Você já se olhou no espelho e viu algo que não devia estar lá, algo do qual você sente não te representar? Do qual você tem total consciência de que não importa o que você faça, sempre estará ali e a tendência é piorar? Então, diante de um corpo que você não escolheu, para fugir da terrível realidade, esculpe em divagações, qual Michelangelo, um corpo cuja forma se sentiria confortável. E os pensamentos autodepreciativos tomam conta, por que alguém iria querer se relacionar com uma aberração dessas, se nem eu mesmo consigo olhar meu próprio corpo sem sentir repulsa?

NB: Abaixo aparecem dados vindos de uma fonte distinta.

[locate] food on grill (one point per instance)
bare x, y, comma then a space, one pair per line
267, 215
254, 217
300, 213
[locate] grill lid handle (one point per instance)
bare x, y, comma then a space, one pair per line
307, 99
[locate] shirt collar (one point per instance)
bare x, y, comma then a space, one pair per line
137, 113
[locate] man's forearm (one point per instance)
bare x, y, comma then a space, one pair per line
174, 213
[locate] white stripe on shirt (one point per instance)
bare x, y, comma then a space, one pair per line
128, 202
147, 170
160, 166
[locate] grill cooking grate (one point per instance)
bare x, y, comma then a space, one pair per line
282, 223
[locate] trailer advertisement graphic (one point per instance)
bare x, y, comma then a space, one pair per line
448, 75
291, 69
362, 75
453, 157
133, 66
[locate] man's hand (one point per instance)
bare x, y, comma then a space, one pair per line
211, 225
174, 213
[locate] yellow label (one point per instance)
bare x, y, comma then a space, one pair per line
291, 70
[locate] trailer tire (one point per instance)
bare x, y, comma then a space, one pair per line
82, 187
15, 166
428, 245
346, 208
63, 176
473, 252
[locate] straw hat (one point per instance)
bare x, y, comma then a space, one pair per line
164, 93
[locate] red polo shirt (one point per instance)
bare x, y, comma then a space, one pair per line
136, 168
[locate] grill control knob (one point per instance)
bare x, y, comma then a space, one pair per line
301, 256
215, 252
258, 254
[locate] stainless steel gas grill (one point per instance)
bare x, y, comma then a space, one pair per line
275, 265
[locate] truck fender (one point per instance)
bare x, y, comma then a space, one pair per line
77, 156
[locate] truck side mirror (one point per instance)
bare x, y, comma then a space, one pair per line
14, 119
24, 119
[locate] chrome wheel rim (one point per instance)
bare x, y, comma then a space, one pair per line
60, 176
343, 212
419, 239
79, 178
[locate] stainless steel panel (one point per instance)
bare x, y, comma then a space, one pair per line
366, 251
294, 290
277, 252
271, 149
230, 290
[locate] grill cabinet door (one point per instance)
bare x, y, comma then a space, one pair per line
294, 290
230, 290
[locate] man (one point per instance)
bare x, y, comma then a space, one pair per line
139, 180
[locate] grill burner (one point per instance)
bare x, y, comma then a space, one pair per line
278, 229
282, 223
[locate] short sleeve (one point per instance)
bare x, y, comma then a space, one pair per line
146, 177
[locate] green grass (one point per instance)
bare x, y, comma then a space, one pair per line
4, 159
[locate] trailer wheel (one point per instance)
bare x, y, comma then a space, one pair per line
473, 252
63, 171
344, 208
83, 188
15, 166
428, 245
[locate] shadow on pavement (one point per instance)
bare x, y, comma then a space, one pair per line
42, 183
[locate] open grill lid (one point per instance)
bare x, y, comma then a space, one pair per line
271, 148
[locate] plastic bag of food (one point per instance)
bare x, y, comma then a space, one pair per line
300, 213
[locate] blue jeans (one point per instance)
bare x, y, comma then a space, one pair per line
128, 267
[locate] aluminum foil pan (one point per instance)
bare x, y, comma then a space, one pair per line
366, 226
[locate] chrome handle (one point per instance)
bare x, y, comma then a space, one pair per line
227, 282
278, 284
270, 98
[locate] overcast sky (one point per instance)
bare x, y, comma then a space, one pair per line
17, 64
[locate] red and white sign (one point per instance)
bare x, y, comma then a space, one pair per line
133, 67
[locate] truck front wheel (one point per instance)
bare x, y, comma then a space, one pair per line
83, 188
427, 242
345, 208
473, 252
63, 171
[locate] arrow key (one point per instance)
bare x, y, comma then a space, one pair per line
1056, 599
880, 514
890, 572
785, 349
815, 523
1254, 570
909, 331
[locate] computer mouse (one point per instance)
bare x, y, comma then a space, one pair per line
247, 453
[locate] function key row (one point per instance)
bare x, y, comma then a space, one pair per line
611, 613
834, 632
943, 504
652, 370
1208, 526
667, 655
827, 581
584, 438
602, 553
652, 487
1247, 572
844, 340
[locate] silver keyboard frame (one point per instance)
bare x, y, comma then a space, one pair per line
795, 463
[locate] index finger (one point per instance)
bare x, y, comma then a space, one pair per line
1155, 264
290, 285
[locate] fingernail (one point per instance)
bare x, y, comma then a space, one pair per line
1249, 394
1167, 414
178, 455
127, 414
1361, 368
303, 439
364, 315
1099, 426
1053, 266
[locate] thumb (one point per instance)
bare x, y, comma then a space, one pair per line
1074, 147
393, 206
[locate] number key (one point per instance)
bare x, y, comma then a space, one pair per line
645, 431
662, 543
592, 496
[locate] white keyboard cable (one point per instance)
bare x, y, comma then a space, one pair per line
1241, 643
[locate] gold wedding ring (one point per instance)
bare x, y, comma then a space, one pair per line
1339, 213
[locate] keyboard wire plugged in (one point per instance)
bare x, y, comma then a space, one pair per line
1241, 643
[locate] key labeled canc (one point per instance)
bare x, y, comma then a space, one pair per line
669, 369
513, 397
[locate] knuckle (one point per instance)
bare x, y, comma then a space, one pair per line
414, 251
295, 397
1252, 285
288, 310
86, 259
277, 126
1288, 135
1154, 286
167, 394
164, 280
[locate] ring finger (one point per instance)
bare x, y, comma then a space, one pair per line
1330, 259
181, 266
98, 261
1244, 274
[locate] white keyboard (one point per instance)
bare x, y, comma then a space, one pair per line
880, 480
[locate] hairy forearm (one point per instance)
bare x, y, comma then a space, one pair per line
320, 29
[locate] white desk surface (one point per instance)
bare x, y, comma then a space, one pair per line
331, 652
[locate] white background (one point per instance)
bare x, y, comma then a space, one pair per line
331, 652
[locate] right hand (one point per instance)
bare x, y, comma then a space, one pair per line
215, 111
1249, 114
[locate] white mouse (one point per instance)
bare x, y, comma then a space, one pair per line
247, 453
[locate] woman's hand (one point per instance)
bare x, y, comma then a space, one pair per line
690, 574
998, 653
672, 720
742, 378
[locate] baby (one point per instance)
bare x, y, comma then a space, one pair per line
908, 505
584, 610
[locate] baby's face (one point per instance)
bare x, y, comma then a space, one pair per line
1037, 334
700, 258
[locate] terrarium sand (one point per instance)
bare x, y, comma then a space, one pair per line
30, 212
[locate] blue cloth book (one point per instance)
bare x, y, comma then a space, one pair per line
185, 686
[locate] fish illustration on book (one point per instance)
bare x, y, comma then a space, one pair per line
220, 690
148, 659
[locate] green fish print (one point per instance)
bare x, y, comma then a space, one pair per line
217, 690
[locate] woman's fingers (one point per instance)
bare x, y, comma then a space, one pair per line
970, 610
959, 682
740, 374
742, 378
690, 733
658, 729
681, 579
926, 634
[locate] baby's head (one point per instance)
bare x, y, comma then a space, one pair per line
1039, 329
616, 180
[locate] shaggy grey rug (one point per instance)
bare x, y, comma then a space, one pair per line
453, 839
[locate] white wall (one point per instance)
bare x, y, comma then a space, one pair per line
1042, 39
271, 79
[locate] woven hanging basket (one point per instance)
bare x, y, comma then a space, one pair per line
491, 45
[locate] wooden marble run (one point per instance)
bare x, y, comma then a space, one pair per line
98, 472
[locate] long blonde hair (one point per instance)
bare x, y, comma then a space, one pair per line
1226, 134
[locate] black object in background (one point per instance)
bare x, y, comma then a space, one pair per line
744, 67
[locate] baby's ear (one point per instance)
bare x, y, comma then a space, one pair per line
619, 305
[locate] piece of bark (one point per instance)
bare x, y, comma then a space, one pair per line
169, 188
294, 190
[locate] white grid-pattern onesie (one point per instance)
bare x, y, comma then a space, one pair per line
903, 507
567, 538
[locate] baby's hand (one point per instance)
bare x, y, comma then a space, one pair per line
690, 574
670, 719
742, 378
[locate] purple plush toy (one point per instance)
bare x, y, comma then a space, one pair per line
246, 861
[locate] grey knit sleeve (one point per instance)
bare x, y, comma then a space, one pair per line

Essa magreza extrema, essas costelas saltadas, esse pescoço fino e essa escoliose, esse corpo franzino e frágil feito uma criança de colo que nada aguenta. Irônico detestar tanto fraqueza e ser tão indefeso, tão vulnerável. O que eu não daria para poder moldar os músculos ao meu bel-prazer? Só peço perdão a Deus por sentir tanto desprezo ao corpo que Ele me deu, essa é a cruz que devo carregar.
O que as mulheres que me relacionei pensariam se me vissem nesta forma patética? Com certeza mudaria tudo, todo o desejo cultivado com palavras esvairia ao vislumbre da inaptidão em dá-las as promessas feitas. Por isso fugi, as afastei no apogeu da relação. A única que soube e continuou comigo, mesmo sem compreender a gravidade da coisa, destruí querendo afastá-la — para o bem dela, dizia a mim mesmo para esconder minha covardia. Não consegui dar o privilegio da minha total ausência, devo isso a ela e preciso fazer o quanto antes. Ou é somente mais uma forma de fuga? Acredito que não.
Hoje não é tão difícil olhar no espelho, não vejo mais uma aparência horrorosa, meu corpo ainda vejo com repulsa — ainda não me ceguei à realidade —, mas aprendi a lidar. Mulheres? Me afastei e mesmo sofrendo com picos de testosterona, não corro atrás. É um misto de querer agradar Deus e por me fazer mal, não por não saber lidar com mulher, mas por me fazer pensar em coisas para fazer das quais me são impossíveis.